Stream Review: Stöner, ‘Live in the Mojave Desert’

Stöner

And just like that, the ‘Live in the Mojave Desert’ stream series comes to its apparent conclusion, with the reveal of Stöner, a new project that brings together guitarist/vocalist Brant Bjork, bassist/vocalist Nick Oliveri and drummer Ryan Gut. There was no interview in the preceding ‘Couchlock and Rock’ segment, but clips of prior editions from Earthless (review here), Mountain Tamer (review here), Nebula (review here) and Spirit Mother (review here) came across with plugs for impending live-album vinyls and videos followed presumably out of the TubeVision archive of Brant Bjork and the Brosfrom 2004 and Oliveri‘s long-running outfit Mondo Generator — which in the shown 2003 incarnation had Bjork on drums and Oliveri‘s fellow Queens of the Stone Age alum Dave Catching on guitar. Not too shabby.

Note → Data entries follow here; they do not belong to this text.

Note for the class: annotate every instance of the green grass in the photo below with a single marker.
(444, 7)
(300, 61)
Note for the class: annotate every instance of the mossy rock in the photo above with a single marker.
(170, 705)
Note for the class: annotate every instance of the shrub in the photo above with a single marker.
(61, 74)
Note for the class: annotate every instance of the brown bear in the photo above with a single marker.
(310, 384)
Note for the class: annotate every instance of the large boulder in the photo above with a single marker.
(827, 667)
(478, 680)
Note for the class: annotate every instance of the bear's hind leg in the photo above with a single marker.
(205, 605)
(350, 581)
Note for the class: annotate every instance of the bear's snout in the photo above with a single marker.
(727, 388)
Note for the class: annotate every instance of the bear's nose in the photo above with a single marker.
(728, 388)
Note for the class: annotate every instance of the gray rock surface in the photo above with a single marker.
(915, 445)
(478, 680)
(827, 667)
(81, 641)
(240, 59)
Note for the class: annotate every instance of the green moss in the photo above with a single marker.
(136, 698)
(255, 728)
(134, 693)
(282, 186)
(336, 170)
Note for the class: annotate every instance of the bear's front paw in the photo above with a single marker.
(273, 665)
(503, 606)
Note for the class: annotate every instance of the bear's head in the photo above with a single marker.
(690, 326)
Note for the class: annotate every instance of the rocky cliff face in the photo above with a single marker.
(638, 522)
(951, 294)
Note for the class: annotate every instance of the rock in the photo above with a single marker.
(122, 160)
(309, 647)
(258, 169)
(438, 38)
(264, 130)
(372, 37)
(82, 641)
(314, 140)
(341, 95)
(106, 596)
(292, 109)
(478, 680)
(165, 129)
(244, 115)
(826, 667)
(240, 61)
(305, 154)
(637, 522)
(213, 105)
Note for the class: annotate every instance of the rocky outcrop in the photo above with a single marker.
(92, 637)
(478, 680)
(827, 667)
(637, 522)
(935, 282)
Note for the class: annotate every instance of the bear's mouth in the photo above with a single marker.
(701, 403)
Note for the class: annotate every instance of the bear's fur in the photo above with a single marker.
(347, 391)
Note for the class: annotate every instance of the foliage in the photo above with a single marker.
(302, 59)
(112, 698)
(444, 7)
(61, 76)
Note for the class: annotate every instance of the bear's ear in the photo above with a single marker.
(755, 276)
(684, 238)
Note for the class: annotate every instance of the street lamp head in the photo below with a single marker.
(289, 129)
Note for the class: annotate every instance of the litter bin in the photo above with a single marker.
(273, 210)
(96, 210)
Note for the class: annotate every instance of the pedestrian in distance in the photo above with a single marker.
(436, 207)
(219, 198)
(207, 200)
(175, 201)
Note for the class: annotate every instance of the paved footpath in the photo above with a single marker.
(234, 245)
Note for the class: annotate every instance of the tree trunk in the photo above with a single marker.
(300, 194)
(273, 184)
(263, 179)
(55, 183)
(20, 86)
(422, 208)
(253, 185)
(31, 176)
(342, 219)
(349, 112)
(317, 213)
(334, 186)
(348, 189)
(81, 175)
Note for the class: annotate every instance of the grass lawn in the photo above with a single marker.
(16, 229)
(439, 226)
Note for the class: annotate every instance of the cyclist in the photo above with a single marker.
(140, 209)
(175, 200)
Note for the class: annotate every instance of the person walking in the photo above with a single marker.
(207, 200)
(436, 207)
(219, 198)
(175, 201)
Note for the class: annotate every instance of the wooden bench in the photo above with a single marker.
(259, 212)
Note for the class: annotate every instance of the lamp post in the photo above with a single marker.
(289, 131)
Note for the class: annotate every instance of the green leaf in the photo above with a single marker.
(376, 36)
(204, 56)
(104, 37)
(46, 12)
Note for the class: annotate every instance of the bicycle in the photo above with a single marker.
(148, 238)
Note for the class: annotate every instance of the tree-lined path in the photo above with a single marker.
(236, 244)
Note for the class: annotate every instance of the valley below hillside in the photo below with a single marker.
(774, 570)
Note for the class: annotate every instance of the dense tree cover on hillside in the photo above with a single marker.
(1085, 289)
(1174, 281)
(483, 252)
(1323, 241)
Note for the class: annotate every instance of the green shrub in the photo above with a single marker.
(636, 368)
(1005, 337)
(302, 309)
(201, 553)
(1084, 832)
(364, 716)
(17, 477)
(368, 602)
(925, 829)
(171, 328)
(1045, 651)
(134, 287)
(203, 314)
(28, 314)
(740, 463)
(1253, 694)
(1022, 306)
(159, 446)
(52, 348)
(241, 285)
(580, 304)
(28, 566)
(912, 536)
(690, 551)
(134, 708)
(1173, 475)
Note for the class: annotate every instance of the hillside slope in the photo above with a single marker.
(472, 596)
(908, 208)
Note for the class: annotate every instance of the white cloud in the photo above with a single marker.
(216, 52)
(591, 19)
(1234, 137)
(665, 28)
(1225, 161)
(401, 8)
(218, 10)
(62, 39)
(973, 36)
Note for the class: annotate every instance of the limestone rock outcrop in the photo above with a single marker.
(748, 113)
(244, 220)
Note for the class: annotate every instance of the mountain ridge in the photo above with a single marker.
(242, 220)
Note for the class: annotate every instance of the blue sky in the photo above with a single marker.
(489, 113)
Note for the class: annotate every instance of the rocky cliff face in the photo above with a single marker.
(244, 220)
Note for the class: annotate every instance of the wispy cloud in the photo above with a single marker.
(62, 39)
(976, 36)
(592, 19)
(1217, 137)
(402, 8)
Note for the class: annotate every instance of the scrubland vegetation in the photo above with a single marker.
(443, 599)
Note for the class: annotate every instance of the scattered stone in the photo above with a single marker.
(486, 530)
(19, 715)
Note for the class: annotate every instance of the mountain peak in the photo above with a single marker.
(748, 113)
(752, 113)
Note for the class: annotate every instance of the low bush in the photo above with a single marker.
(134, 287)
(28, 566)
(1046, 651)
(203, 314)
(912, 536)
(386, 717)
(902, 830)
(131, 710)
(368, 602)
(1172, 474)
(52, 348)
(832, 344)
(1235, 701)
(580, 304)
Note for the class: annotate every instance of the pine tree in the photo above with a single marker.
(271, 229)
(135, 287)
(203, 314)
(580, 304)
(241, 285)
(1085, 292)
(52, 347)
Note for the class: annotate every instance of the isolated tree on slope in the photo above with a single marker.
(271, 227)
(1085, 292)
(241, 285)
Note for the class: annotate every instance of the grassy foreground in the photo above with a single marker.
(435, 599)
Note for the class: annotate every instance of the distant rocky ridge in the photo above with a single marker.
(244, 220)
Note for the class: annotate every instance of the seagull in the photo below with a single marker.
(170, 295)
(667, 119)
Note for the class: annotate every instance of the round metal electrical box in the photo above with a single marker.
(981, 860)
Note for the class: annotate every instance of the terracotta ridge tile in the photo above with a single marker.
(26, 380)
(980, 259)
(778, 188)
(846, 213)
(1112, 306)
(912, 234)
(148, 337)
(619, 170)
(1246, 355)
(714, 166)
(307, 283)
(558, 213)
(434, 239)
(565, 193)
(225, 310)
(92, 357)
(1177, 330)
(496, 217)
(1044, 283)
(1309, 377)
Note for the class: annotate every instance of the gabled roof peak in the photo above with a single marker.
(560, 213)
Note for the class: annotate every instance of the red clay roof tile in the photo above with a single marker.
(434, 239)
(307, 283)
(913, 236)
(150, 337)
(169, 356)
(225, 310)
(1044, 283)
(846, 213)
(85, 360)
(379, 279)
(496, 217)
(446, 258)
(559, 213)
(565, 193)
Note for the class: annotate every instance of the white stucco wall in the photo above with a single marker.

However, the main event was, of course, the main event. Duly dramatic footage of OliveriBjork and Gut walking up to the spot led in, and a quick glance at some lyrics in with the setlist on a clipboard offered a subtle reminder of just how new this outfit is. Over the next 40-plus minutes of playing, Stöner established a feel that was at once familiar and fresh. In our interview last weekBjork spoke about how the central idea of the project was to strip away any sense of expectation or idea of what it should be, just to go back to the roots of where they started and have fun playing together. Fair enough.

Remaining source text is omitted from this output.